Automatic modulation classification is a key technique in wireless communication systems. In practical scenario, the modulation format of a received signal may be new or unknown to classifiers. However, most of existing classifiers compulsively classify the received signal as one of the candidate modulation formats. The rejection ability of a classifier to unknown modulation formats is important in applications. In this paper, a fourth-order cumulant-based classifier with rejection ability is proposed to classify digital modulation formats under additive white Gaussian noise channel. The two fourth-order cumulants are used as the feature vector. The classification with rejection ability boils down to the segmentation problem of the two-dimensional feature space with rejection region. A two-stage optimization is proposed to attain the suboptimal solution of the problem. The greedy convexhull learning algorithm is used to determine the primary decision regions of all the candidate modulation formats from training sets. The primary decision regions have rejection ability but are not always mutually separate. The alternative convexhull shrinkage is presented to separate the primary decision regions at small loss in probability of correct classification (PCC). The proposed classifier is compared with the cumulant-based hierarchical classifier and the K-S classifiers.

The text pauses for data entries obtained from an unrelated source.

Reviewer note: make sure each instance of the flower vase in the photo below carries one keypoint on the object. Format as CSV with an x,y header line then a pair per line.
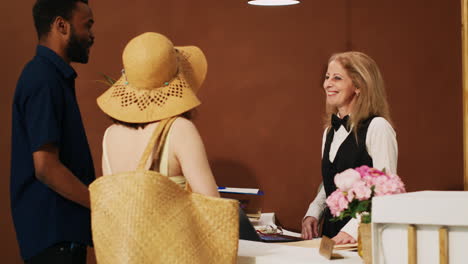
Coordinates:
x,y
365,243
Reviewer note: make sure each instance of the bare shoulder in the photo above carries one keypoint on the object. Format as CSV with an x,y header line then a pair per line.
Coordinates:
x,y
183,126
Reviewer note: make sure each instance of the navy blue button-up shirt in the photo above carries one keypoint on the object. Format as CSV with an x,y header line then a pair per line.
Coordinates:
x,y
45,111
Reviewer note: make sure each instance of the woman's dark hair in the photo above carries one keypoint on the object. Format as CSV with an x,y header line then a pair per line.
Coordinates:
x,y
45,12
187,115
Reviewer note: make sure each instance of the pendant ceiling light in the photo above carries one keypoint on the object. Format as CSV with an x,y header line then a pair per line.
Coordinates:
x,y
273,2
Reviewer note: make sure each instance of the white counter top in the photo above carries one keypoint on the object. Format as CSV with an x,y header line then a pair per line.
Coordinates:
x,y
251,252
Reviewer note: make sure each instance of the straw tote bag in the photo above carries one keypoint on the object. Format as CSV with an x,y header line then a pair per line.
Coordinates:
x,y
142,217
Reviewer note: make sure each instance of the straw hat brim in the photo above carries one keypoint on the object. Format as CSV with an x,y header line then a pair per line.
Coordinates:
x,y
130,104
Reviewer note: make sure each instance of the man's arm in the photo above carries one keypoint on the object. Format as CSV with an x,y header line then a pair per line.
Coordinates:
x,y
50,171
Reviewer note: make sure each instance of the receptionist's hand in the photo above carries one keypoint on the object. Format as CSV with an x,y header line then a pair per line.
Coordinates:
x,y
343,238
309,227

The results show that besides desired rejection ability it is competitive with these classifiers in PCC.
机译:自动调制分类是无线通信系统中的一项关键技术。在实际情况下,接收信号的调制格式对于分类器而言可能是新的或未知的。但是,大多数现有分类器将接收信号强制分类为候选调制格式之一。分类器对未知调制格式的拒绝能力在应用中很重要。本文提出了一种具有拒绝能力的基于四阶累积量的分类器,以对加性高斯白噪声信道下的数字调制格式进行分类。这两个四阶累积量用作特征向量。具有排斥能力的分类归结为具有排斥区域的二维特征空间的分割问题。为了达到该问题的次优解决方案,提出了两阶段优化方法。贪婪的凸包学习算法用于从训练集中确定所有候选调制格式的主要决策区域。主要决策区域具有拒绝能力,但并不总是相互独立的。提出了替代性的凸包收缩,以较小的正确分类概率(PCC)分离主要决策区域。将提出的分类器与基于累积量的分层分类器和K-S分类器进行比较。结果表明,除所需的排斥能力外,它还与PCC中的这些分类器竞争。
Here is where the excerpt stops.